Dès les premiers jours de l’offensive israélienne lancée en représailles à l’attaque du Hamas, l’électricité est coupée, l’accès au monde extérieur restreint. Celui que tous surnomment affectueusement Abou Beirut – le père de Beyrouth, en arabe –, parce qu’il a nommé l’aînée de ses deux filles en hommage à la capitale libanaise, tente de photographier l’enclave à l’agonie.

Le 13 octobre, préparant le transfert forcé d’une partie de la population – en violation du droit international –, l’armée israélienne largue des prospectus, qui somment les Gazaouis vivant dans le nord de l’enclave de fuir vers le sud. Sameh, sa femme et ses deux filles, âgées de six et un an, s’installent chez ses beaux-parents, à Deir al-Balah, dans le centre, au milieu des champs. Sameh sort ses filles dans le jardin, sous les arbres fruitiers. Ses parents, sa sœur et sa famille les rejoignent.

« Cette vie n’en est pas une »

« Il n’y a guère de bâtiments autour. Cela me fait peur et me rassure en même temps. S’ils bombardent, ils viseront certainement les terrains agricoles où nous sommes. Mais, sans immeuble à proximité immédiate, nous ne finirons pas blessés par des débris d’une explosion sur une maison voisine », explique-t-il au Monde.

Pour le journal, Sameh essaie de capturer des scènes de vie quotidienne, avec les siens. Mais il bute sans cesse sur le manque de connexion et ne peut envoyer ses photos. Les photographes du groupe WhatsApp tentent de jouer les intermédiaires ; finalement un autre récit trouve son chemin, à travers ses messages et ses appels.

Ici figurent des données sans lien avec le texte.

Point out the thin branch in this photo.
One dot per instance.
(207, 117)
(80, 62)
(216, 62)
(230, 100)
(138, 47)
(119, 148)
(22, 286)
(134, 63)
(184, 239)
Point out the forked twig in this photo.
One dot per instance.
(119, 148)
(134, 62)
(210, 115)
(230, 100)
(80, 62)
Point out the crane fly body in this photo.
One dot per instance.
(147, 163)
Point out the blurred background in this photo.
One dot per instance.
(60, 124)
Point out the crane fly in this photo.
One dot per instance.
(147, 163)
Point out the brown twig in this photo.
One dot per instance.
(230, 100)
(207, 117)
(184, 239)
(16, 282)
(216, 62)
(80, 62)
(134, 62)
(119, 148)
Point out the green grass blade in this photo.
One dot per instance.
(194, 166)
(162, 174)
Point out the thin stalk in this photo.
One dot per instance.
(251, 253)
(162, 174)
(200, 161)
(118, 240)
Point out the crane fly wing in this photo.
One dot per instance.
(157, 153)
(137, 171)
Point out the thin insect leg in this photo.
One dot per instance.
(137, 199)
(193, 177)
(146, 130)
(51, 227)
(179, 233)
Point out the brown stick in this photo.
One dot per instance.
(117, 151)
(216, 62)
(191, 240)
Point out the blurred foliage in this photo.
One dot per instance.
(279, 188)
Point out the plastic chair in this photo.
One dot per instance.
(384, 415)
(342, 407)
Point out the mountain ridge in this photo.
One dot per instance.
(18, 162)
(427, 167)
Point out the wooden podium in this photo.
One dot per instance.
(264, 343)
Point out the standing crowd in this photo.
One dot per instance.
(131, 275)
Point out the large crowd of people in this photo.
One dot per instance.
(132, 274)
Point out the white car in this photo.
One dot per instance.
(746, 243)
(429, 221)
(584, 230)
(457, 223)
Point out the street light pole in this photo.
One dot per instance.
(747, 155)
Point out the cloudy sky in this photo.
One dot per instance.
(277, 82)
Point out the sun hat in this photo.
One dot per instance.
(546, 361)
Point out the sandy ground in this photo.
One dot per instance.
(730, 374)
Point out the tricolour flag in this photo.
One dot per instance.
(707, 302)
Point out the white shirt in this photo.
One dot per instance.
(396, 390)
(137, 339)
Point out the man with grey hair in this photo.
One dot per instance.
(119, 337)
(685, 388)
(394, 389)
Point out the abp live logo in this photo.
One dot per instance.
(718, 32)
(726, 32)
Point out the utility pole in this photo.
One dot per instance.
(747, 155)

Vue de la ville de Gaza, lors d’une frappe aérienne israélienne, le 7 octobre 2023. Ce jour-là, des sources médicales à Gaza affirment qu’au moins 198 Palestiniens ont été tués dans les attaques aériennes israéliennes lancées après l’offensive du Hamas contre Israël.
Vue de la ville de Gaza, lors d’une frappe aérienne israélienne, le 7 octobre 2023.

Hôpitaux, zones résidentielles, écoles… Les bombes n’épargnent aucun lieu de l’enclave. Des dizaines de familles sont rayées de l’état civil. « Je suis en train de perdre tous mes amis. A chaque fois que je demande des nouvelles de quelqu’un, on me dit qu’il est mort ou sous les décombres », confie Sameh.

Une morgue dans la ville de Gaza, le 10 octobre 2023.

Sameh est hanté par l’idée de survivre à ses filles : « Je me suis mis à avoir peur de dormir, à détester le repos et la nuit. Dès que le jour disparaît, il y a beaucoup de combats et de bombardements tout autour. Ils larguent beaucoup de phosphore blanc. Certains bombardements, qui viennent d’on ne sait où, sont tellement forts qu’on a l’impression que ça explose à l’intérieur même de la maison. Je dors deux heures puis je me mets à penser de quelle manière le bâtiment pourrait s’écrouler sur nos têtes, je me demande qui nous sortira des décombres… J’essaie de garder les filles au plus près de nous, comme ça, si quelque chose arrive, elles seront avec nous. Tu entends les drones ? C’est vingt-quatre heures sur vingt-quatre au-dessus de nos têtes… Cette vie n’en est pas une. »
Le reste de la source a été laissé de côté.